EVEN FOR “South Park,” Wednesday evening’s episode had a dizzying array of satiric targets.

Facebook. Netflix. Putin. Weinstein. Big-box stores. And the sprawling commerce of superhero film universes.

All were intertwined in the “Franchise Prequel” episode that is building to a “The Fractured But Whole” arc tied to the Oct. 17 release of the “South Park” game of the same name.

And at the root of it all, as usual, is how much more often the children in the Matt Stone/Trey Parker universe display (at least moderate) critical-thinking skills than those gullible, mucking-it-up adults.

The kids’ Coon and Friends superhero team — which includes low-tech creations like Toolshed, Tupperware and the Human Kite — are ostensibly just playing. But in the 21st century, their comic role-playing means trying to build their own elaborate cinematic universe like Marvel (with nods to “Civil War” on the horizon) — or at least selling their superhero project to Netflix, because “they will literally buy anything [people] pitch them.”

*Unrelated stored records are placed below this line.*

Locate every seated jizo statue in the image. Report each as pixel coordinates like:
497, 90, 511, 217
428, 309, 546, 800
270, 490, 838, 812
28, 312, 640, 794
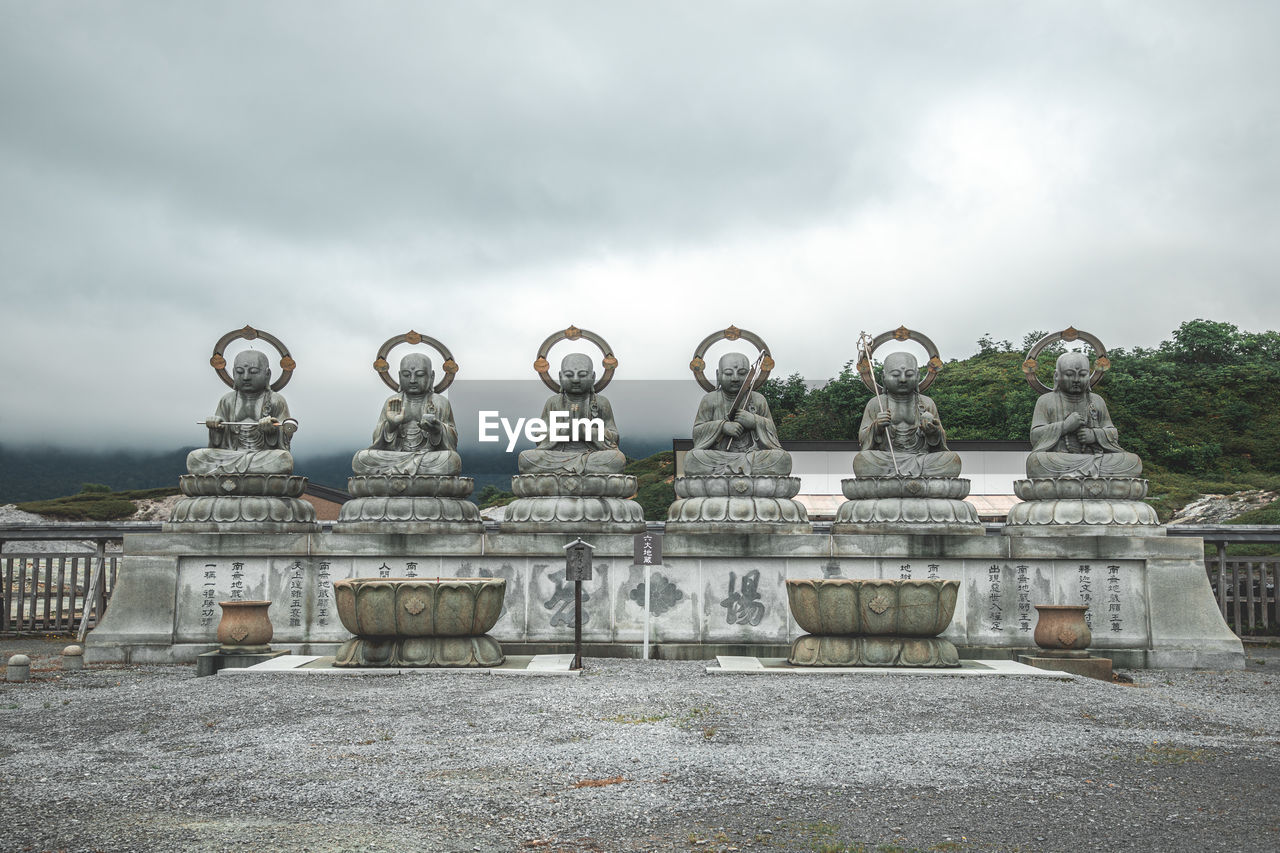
517, 352, 627, 474
1027, 352, 1142, 479
854, 352, 960, 478
187, 350, 293, 474
685, 352, 791, 476
351, 352, 462, 476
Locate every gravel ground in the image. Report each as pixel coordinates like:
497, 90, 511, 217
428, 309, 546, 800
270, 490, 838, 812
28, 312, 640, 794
0, 640, 1280, 853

Spoiler: The superheroes are fighting Professor Chaos (Butters), whose team, working out of a shell of a failed Circuit City, is “doing what Facebook was designed to do”: Sow wild online lies to tear at the very fabric of society.

Coon and Friends reach the point of desperation when such lies scuttle their series project idea, even at the streaming-service offices where the phones are answered: “Netflix, you’re greenlit!”

The theme of the episode is “fake news” and flawed content, as the parents of “South Park” worry that social media is corrupting their kids, who “lack the cognitive ability” to separate fact from fiction online. Yet it’s the grown-ups who are easily duped. Based on fake news they read on their Facebook feeds, they believe their kids capable of acts so twisted that Coon and Friends deflect by saying they’re “not Harvey Weinstein.” And the parents blindly call in the services of Facebook founder Mark Zuckerberg, unaware that the character who shows up is an awkwardly robotic figure who’d be at home in “Dragon Ball Z.”

Once Professor Chaos/Butters is apprehended, his punishment involves a trip to see Russian leader Vladimir Putin, here a master of exploiting platforms for fake political news.

Meanwhile, the kid superheroes must correct the boneheaded mistake of their elders by physically taking out “Mark Zuckerberg.”

The episode brilliantly sends up a wide swath of online behavior — even as its spoof of digital dotard-age works in service of promoting a digital game.

And that might be the most devishly brilliant twist of all.